Planet Hulk runs about seventy minutes (you know, so the producers can sell it to kids television and make three easily installments) and those scenes I mentioned above hit around the fifty minute mark. Maybe five minutes sooner. Well, maybe even more for the flashback, but they aren’t in the first arc. It basically doesn’t have a first act, instead it just starts (it’s adapted from a comic book and they leave off the first arc near as I can tell).

It’s low-grade and ugly. I guess Marvel teamed with Lionsgate to produce animated movies on the cheap–the no-name cast (apparently Canadian) doesn’t help. The worst performance is probably Rick D. Wasserman as the Hulk. They should have gotten Lou Ferrigno. The best are Kevin Michael Richardson and Sam Vincent.

It’s a big dumb sci-fi movie. At its worst, it reminds of a Star Wars prequel (the comic book source character, removed from that medium, really don’t make a difference here); at its best, it provides for a decent diversion.
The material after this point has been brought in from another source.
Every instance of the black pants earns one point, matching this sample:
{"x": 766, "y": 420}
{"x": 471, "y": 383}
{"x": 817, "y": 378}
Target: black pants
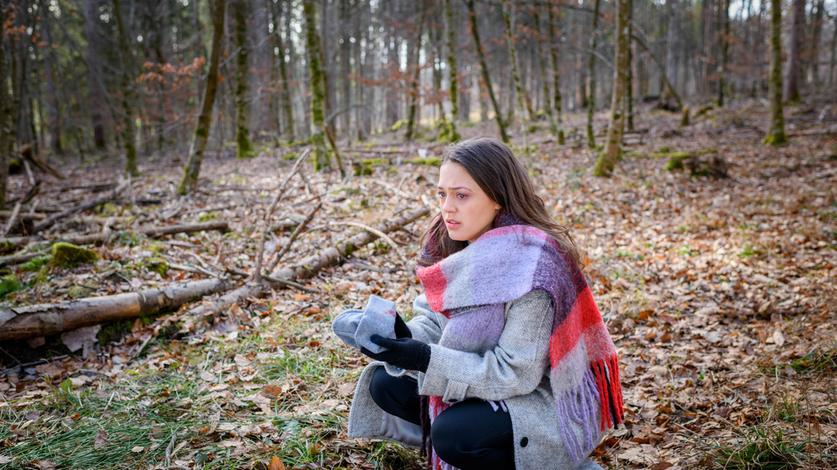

The writing’s nearly strong at times.

Terrible opening though, just awful.

1/4

CREDITS

Directed by Sam Liu; screenplay by Greg Johnson, based on a story by Johnson, Craig Kyle and Joshua Fine and on the Marvel comic book by Greg Pak and Carlo Pagulayan and the Marvel comic book character created by Stan Lee and Jack Kirby; edited by George Rizkallah; music by Guy Michelmore; produced by Frank Paur; released by Lionsgate.

Starring Rick D. Wasserman (Hulk), Lisa Ann Beley (Caiera), Mark Hildreth (Red King), Liam O’Brien (Hiroim), Kevin Michael Richardson (Korg), Samuel Vincent (Miek), Advah Soudack (Elloe Kaifi), Michael Kopsa (Lavin Skee), Paul Dobson (Beta Ray Bill) and Marc Worden (Iron Man).